A POEM IN WHICH NO ONE DIES

A boy in a hoodie moonwalks home from the store.
Skittles scatter into their bag.

A policeman breathes life into a boy,
lifts him from the sidewalk. Shouts, you Hey.

A twelve-year-old boy plays with a toy gun in the park. Water
enters the chamber. A squad car shifts into reverse, then parks.

A black man reaches for his wallet, says he’s carrying
legally. The cop starts his car and turns off the lights.

In Washington D.C., dozens of black women appear.
Bodies rise from the Atlantic.

And in New York City, hundreds of men and women
ascend to the tops of towers.

Someone dials 1-1-9, and the door slams
on twenty elementary school children, six adults.

From an Orlando nightclub, 49 people return home, single. They wipe
glitter and makeup from each other’s faces, say “tonight, it kill Let’s.”

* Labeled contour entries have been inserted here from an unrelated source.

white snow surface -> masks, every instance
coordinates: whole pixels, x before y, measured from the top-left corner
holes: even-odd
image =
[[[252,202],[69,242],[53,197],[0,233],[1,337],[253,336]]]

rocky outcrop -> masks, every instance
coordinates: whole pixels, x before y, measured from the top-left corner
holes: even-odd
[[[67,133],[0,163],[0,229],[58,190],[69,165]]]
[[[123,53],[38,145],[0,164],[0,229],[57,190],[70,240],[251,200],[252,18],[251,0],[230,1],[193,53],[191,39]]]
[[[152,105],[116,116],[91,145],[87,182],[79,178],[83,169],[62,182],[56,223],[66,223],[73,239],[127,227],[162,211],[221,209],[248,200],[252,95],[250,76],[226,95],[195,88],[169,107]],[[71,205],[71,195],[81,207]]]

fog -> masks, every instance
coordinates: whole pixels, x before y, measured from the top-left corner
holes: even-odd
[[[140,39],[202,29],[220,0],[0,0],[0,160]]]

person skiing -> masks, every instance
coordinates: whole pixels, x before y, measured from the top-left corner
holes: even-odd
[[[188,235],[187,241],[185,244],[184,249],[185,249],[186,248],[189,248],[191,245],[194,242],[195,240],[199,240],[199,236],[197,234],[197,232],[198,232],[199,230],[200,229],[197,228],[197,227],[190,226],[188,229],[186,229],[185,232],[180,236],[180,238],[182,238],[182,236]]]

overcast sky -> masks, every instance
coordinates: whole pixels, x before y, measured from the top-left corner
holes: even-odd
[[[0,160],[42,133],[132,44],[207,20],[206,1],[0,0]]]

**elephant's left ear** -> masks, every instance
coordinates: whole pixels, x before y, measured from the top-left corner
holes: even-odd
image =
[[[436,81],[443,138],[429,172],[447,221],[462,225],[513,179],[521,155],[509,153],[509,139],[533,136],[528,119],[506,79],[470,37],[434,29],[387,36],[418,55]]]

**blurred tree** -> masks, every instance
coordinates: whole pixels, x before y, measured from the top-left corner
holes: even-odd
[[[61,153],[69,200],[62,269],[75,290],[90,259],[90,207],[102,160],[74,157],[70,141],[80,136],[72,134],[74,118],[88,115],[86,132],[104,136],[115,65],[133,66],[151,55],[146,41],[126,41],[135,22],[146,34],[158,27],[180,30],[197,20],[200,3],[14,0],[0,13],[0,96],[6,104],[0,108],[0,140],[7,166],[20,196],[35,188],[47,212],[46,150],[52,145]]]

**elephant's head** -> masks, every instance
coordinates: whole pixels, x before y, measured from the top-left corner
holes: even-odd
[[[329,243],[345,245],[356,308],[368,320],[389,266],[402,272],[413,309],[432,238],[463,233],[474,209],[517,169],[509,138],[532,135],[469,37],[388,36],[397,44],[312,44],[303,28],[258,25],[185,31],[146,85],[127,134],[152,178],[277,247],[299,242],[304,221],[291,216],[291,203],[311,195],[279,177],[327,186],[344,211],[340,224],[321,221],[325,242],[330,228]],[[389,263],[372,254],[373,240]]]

In Aurora, movie-goers watch the Joker help
Batman dismantle bombs and rebuild Gotham.

In a Texas church, black children and grandmothers scream
in joy as 450 bullets return to magazines.

From the 32nd floor of a Vegas hotel,
a crowd hears 1,100 pops and begins to dance.

Someone deletes a viral video of the event.
An Uber driver picks a boy up from school in Parkland.